I have this command in my .xinitrc so that it is run every time I start XOrg.

Another good choice may be right «windows»-button, rwin.

Note: If you want the right shift button to be your multikey, you need to use xmodmap to remap it:

xmodmap -e "keysym Shift_R = Multi_key"

GTK and QT applications

The following environment variable assignments hint GTK and QT applications to use the same compose settings as the rest of Xorg. Put them somewhere they will be exported to the relevant programs — I have mine in .xinitrc.

export GTK_IM_MODULE=xim
export QT_IM_MODULE=xim 

What unicode characters are useful?

Accents

Accents are often used in names, and being able to correctly write some ones name shows respect and care for that person.

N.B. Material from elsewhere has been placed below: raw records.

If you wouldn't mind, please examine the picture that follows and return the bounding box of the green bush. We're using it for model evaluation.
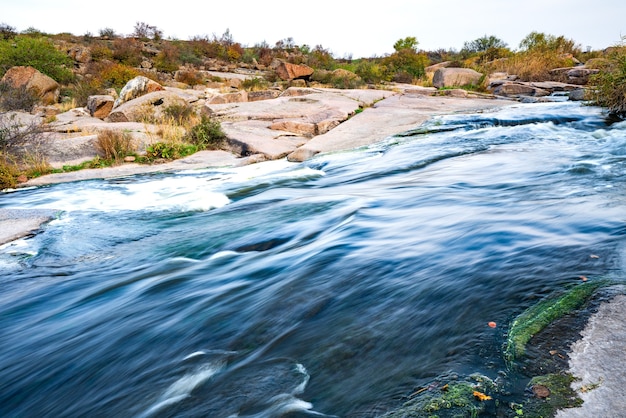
[146,142,198,161]
[0,35,74,84]
[0,114,46,161]
[355,59,389,84]
[0,158,20,190]
[591,47,626,118]
[186,115,226,149]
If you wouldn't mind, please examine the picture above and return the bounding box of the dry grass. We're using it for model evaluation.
[96,129,136,162]
[482,52,573,81]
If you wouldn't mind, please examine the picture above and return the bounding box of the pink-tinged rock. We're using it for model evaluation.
[2,67,61,105]
[87,94,115,119]
[113,75,164,108]
[275,61,314,80]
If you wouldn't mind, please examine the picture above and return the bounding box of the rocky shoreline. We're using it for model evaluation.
[0,82,626,417]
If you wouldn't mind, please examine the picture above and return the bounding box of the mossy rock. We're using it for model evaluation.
[504,280,610,364]
[513,373,583,418]
[383,374,497,418]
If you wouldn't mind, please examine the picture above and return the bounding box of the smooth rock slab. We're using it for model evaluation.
[556,295,626,418]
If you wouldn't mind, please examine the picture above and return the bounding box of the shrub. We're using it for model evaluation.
[154,43,182,72]
[0,114,46,161]
[163,104,195,126]
[92,62,140,90]
[484,51,573,81]
[0,23,17,39]
[176,69,204,86]
[98,28,117,39]
[146,142,198,160]
[91,42,113,61]
[132,22,163,41]
[355,59,388,84]
[62,79,104,107]
[96,129,135,162]
[0,83,39,112]
[112,38,143,67]
[0,36,74,84]
[0,158,20,190]
[241,77,269,91]
[519,31,580,55]
[591,47,626,118]
[186,115,226,149]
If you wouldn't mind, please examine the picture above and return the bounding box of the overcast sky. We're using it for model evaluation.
[0,0,626,58]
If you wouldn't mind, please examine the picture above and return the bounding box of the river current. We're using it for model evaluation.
[0,103,626,418]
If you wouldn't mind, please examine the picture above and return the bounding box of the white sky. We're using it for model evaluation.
[0,0,626,58]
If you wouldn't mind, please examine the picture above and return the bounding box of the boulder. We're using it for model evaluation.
[113,75,163,108]
[424,61,452,81]
[270,109,347,137]
[433,68,483,89]
[87,94,115,119]
[274,61,314,80]
[105,90,187,122]
[493,82,550,97]
[206,90,248,104]
[248,90,280,102]
[1,67,61,105]
[569,89,587,102]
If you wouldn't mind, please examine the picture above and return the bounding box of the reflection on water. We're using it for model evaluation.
[0,103,626,417]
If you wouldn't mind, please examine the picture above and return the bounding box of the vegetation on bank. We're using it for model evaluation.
[504,281,606,363]
[0,22,626,189]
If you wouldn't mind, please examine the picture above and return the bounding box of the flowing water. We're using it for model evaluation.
[0,103,626,417]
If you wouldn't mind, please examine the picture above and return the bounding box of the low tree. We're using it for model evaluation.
[519,31,581,54]
[393,36,419,52]
[131,22,163,41]
[383,36,428,83]
[461,35,508,55]
[591,46,626,119]
[0,23,17,39]
[0,35,74,84]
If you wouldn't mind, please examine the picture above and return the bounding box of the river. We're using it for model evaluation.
[0,102,626,418]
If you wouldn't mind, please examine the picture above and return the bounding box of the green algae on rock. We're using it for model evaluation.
[383,373,498,418]
[504,281,608,363]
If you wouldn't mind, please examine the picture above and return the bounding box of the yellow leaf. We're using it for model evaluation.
[474,390,491,402]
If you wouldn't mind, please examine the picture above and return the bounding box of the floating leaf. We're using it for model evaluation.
[474,390,491,402]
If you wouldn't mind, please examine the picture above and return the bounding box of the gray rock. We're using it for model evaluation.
[113,75,163,108]
[0,66,61,105]
[433,68,483,89]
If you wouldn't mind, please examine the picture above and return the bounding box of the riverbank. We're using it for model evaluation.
[0,87,508,245]
[0,93,626,417]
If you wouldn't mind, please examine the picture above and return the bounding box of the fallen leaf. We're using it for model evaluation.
[532,385,550,399]
[474,390,491,402]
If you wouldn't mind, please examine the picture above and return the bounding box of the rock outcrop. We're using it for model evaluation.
[433,68,483,89]
[87,94,115,119]
[274,61,314,80]
[105,90,187,122]
[1,67,61,105]
[113,75,164,108]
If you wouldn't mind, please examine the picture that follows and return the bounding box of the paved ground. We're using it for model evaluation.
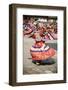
[23,38,57,74]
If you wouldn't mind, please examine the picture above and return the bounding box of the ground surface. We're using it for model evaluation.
[23,38,57,74]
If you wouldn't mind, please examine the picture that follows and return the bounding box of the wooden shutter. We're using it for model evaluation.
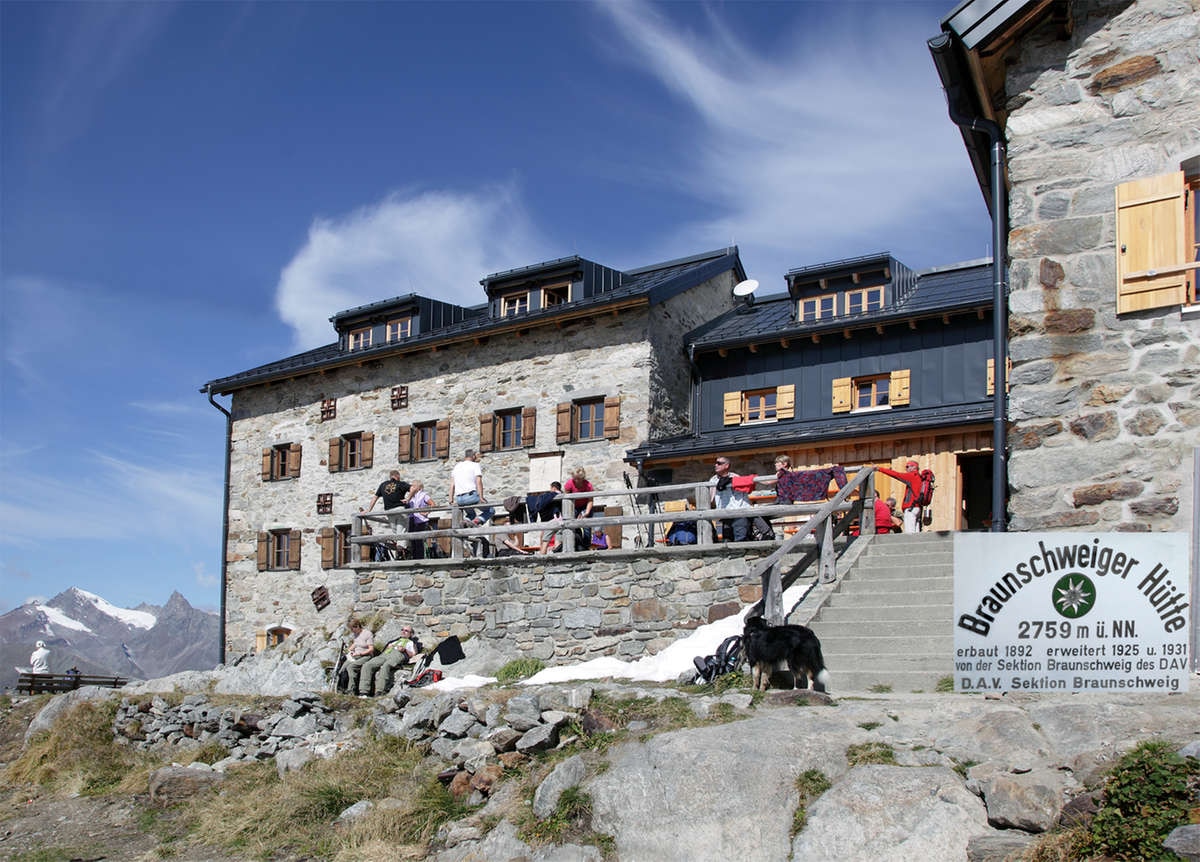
[433,419,450,457]
[317,527,337,569]
[288,529,300,569]
[988,358,1013,395]
[1116,170,1196,315]
[554,401,571,443]
[725,389,742,425]
[775,383,796,419]
[396,425,413,463]
[288,443,304,479]
[479,413,496,451]
[521,407,538,449]
[888,369,912,407]
[833,377,854,413]
[604,395,620,439]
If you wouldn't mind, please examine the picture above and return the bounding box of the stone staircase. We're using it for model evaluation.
[808,533,954,694]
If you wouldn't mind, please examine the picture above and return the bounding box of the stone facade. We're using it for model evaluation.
[1006,0,1200,532]
[358,546,774,664]
[219,269,737,654]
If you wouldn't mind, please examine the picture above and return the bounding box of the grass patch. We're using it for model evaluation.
[846,742,896,766]
[7,699,151,796]
[791,770,833,838]
[496,658,546,683]
[184,737,469,858]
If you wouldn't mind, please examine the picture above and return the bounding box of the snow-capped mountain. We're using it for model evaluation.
[0,587,220,684]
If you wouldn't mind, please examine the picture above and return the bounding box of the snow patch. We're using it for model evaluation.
[76,587,158,629]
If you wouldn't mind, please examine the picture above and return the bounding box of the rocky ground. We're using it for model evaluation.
[0,678,1200,862]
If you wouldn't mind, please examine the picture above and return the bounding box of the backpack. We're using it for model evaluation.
[691,635,742,686]
[408,668,442,688]
[913,469,934,505]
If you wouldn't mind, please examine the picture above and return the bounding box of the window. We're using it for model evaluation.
[388,317,413,342]
[854,377,892,411]
[988,357,1013,395]
[347,327,371,351]
[329,431,374,473]
[833,369,910,413]
[541,281,571,309]
[391,387,408,411]
[846,285,883,315]
[313,523,371,571]
[263,443,300,481]
[258,527,300,571]
[500,292,529,317]
[800,297,838,323]
[479,407,538,451]
[725,383,796,425]
[396,419,450,463]
[554,396,620,443]
[1116,166,1200,315]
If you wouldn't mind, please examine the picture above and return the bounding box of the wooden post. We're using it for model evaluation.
[821,513,838,583]
[858,473,878,535]
[762,561,784,625]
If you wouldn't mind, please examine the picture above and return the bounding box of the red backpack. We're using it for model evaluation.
[913,469,934,505]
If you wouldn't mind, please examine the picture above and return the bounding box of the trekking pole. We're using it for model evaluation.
[624,472,654,547]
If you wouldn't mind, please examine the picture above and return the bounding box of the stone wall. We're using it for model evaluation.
[226,273,733,654]
[1006,0,1200,532]
[356,546,774,663]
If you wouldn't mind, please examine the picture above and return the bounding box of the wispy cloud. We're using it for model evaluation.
[276,185,544,351]
[596,2,986,277]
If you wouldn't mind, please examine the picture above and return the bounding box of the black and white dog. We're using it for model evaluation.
[742,617,829,692]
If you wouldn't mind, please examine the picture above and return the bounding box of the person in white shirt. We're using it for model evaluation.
[708,455,750,541]
[450,449,496,527]
[29,641,50,674]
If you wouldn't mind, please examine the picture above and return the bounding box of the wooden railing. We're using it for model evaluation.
[350,467,875,571]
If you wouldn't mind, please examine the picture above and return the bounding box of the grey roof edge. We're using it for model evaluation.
[625,399,992,463]
[200,246,744,395]
[684,257,994,351]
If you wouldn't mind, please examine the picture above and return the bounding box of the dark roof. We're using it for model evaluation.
[625,403,992,463]
[200,246,745,395]
[686,257,992,352]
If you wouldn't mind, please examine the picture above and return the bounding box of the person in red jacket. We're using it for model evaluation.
[878,461,924,533]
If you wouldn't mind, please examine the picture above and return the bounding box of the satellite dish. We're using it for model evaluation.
[733,279,758,312]
[733,279,758,302]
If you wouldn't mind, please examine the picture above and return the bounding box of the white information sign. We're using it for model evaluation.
[954,533,1192,692]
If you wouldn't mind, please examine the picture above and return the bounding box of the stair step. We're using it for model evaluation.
[812,605,954,627]
[811,616,954,648]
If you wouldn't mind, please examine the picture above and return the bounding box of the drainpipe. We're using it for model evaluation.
[209,391,233,664]
[928,32,1008,533]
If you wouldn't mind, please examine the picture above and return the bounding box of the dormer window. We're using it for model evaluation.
[846,285,883,315]
[500,291,529,317]
[347,327,371,351]
[388,317,413,342]
[541,281,571,309]
[800,295,838,323]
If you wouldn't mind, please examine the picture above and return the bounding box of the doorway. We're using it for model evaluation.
[959,453,991,529]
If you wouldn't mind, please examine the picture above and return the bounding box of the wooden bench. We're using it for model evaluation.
[17,674,128,694]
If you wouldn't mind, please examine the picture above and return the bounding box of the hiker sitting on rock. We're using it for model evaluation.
[346,617,374,694]
[359,625,421,696]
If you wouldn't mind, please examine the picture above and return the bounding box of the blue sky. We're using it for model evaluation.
[0,0,990,612]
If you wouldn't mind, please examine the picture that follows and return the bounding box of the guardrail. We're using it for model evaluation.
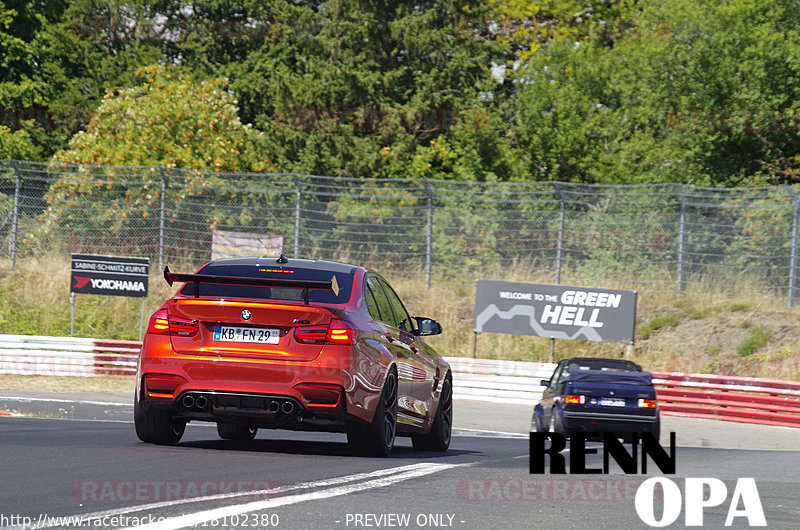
[445,357,556,404]
[0,335,800,428]
[653,372,800,428]
[0,335,142,377]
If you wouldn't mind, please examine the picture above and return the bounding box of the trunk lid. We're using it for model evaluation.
[167,298,333,361]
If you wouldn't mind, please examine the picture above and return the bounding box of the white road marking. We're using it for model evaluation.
[125,462,466,530]
[23,462,463,528]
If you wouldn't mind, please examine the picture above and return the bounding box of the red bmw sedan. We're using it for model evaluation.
[134,256,453,456]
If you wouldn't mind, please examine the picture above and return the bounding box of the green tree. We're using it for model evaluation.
[510,0,800,186]
[45,68,274,241]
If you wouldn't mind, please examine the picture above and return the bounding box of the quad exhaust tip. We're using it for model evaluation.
[180,394,297,415]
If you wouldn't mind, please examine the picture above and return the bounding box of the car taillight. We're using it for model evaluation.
[639,399,656,409]
[325,320,353,344]
[294,326,328,344]
[294,320,354,344]
[147,309,198,337]
[564,394,586,405]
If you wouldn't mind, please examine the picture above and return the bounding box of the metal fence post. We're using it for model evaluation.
[294,175,303,258]
[158,164,167,271]
[423,179,433,290]
[551,182,566,284]
[10,160,22,271]
[673,184,686,294]
[783,184,798,308]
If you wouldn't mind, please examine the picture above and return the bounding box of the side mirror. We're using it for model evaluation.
[412,317,442,336]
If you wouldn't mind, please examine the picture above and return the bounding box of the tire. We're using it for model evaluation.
[217,421,258,442]
[133,398,186,445]
[411,377,453,451]
[347,372,397,456]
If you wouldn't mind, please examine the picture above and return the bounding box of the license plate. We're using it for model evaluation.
[600,398,625,407]
[214,326,281,344]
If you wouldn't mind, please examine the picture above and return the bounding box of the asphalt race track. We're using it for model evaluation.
[0,391,800,529]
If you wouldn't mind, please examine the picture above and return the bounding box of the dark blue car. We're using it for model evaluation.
[531,357,661,438]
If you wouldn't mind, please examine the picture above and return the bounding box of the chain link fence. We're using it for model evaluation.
[0,160,800,307]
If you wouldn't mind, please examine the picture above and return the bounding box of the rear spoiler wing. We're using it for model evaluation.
[164,267,332,305]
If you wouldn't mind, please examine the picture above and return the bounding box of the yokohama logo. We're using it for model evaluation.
[90,278,145,292]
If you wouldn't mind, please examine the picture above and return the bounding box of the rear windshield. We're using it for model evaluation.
[180,263,355,304]
[568,359,642,372]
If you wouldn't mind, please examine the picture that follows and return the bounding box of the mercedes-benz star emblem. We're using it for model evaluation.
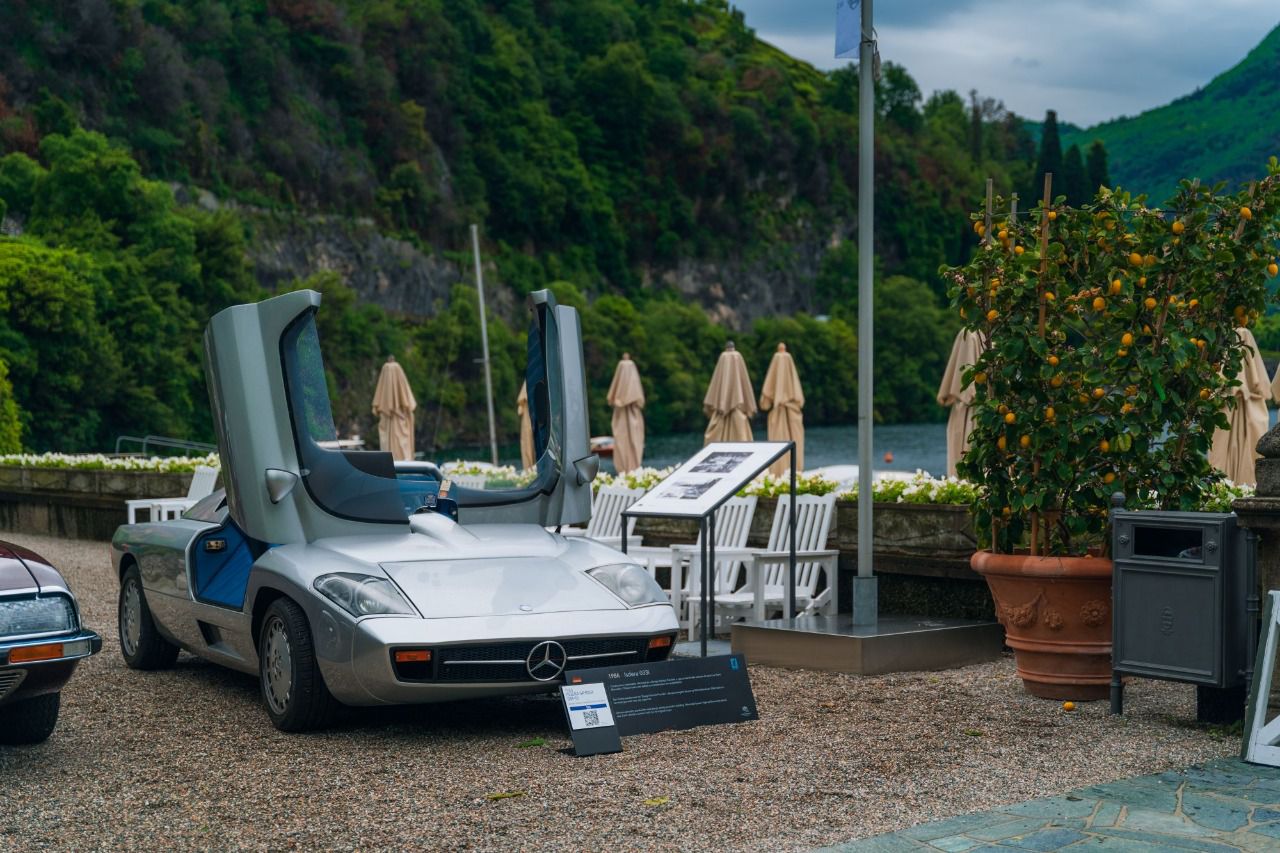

Here is an small selection from the XCompose file, to give you an idea of how the various accents are constructed.

<Multi_key> <apostrophe> <e> : "é" U00E9
<Multi_key> <a> <e> : "æ" U00E6
<Multi_key> <o> <a> : "å" U00E5
<Multi_key> <slash> <o> : "ø" U00F8
<Multi_key> <quotedbl> <a> : "ä" U00E4
<Multi_key> <v> <g> : "ǧ" U01E7
<Multi_key> <asciicircum> <e> : "ê" U00EA
<Multi_key> <underscore> <o> : "ō" U014D
<Multi_key> <comma> <c> : "ç" U00E7

Smileys

Textual communication can be difficult to master, and perhaps the most difficult things to convey are humour and sarcasm. If you want to make sure the reader understands that you are not completely serious you can include a smiley.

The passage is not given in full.